Clearly, this project is a labor of love for Gill and his backing quintet of Boston jazz musicians, but they seldom rise to the challenges the material imposes. Strayhorn’s unconventional melodies and uneven lyrics (an amalgam of poetry and doggerel) demand a higher level of interpretation than they receive here. Gill’s singing is marred by pitch problems and choppy phrasing, and his sidemen, though competent, are uninspired and uninspiring. It hardly helps that many of these songs have been definitively recorded by other artists—”Lush Life” (Johnny Hartman), “Grievin’” (Rosemary Clooney), “Satin Doll” (Carmen McRae), “You’re the One” and “Maybe” (Horne)—or that Manny Williams’ piano solo “Lotus Blossom,” one of the CD’s two instrumental tracks, is a pale echo of Ellington’s heartbreakingly elegiac version in his 1968 Strayhorn tribute album, …And His Mother Called Him Bill.
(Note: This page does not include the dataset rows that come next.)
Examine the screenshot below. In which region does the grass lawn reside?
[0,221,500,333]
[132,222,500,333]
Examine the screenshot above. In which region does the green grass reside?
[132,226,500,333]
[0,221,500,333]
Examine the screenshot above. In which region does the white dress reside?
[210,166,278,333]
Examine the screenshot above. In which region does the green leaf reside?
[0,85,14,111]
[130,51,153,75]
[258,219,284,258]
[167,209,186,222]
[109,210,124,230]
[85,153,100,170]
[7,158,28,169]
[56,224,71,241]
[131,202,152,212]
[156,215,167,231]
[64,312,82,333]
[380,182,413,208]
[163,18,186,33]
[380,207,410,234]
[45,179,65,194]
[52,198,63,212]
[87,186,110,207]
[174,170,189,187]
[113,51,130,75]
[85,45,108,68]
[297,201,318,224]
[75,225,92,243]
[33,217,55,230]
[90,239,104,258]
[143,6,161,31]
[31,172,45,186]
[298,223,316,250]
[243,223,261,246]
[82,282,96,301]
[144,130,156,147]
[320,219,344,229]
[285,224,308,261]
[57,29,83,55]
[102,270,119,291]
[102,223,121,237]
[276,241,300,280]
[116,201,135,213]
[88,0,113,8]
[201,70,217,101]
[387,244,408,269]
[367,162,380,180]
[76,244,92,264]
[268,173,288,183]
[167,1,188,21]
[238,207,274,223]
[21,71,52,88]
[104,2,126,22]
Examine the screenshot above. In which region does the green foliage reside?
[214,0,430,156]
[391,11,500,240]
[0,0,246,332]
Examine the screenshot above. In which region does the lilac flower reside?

Verve has resurrected an obscure but far more successful tribute from its vaults—trombonist-singer Jack Teagarden’s Think Well of Me, a collection of songs by composer-lyricist Willard Robison. Like other releases in Verve’s Elite Edition series, Think Well of Me is something of a rip-off: premium-priced at $17.98, without bonus tracks (even though the label has several additional Teagarden/Robison items in its catalogue), and housed in a cardboard fold-out jacket that makes removal and replacement of the disc a risky proposition. Only 7,000 copies of this little-known album have been pressed. As with other titles in the series, after these are sold, Think Well of Me will again be unobtainable.
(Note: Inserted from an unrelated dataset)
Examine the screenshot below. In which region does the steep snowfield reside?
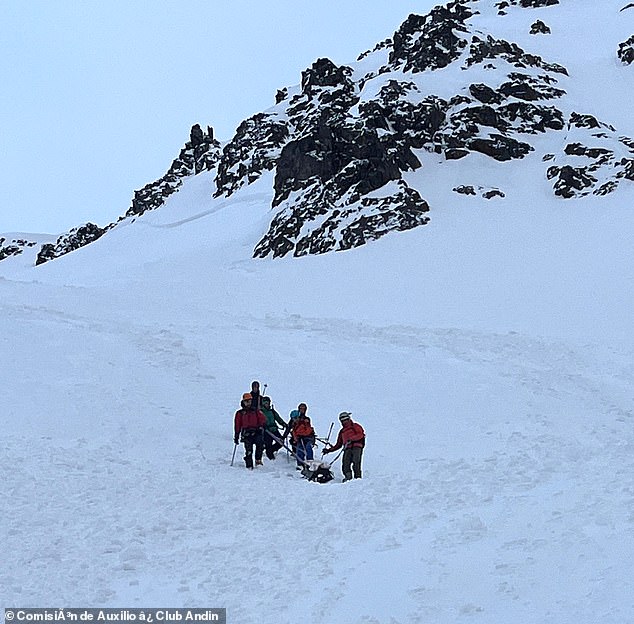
[0,163,634,624]
[0,2,634,624]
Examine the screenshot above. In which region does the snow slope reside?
[0,3,634,624]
Barely noted when released in 1962 but long treasured by musicians, Think Well of Me turned out to be Teagarden’s penultimate recording. As seminal in the evolution of his instrument as his one-time boss Louis Armstrong was to that of the jazz trumpet, Teagarden, like Armstrong, also liked to sing. His laid-back, slightly nasal style is ideally suited to the songs of Robison, with whose Deep River Orchestra he briefly performed in 1924, and with whom he cut his first recordings in 1928.

Robison is a forgotten figure today, but from the ’20s well into the ’40s, the Missouri-born songwriter-bandleader broadcast his music nationwide on his thrice-weekly radio programs. His homespun, heartland compositions historically and thematically link Stephen Foster to Hoagy Carmichael, Johnny Mercer, and Mose Allison. His work was performed by the finest singers and instrumentalists of his era, including Mildred Bailey (“‘Round My Old Deserted Farm”), Peggy Lee (“Don’t Smoke in Bed”), Billy Eckstine (“Cottage for Sale”), and Charlie Parker (“Old Folks”).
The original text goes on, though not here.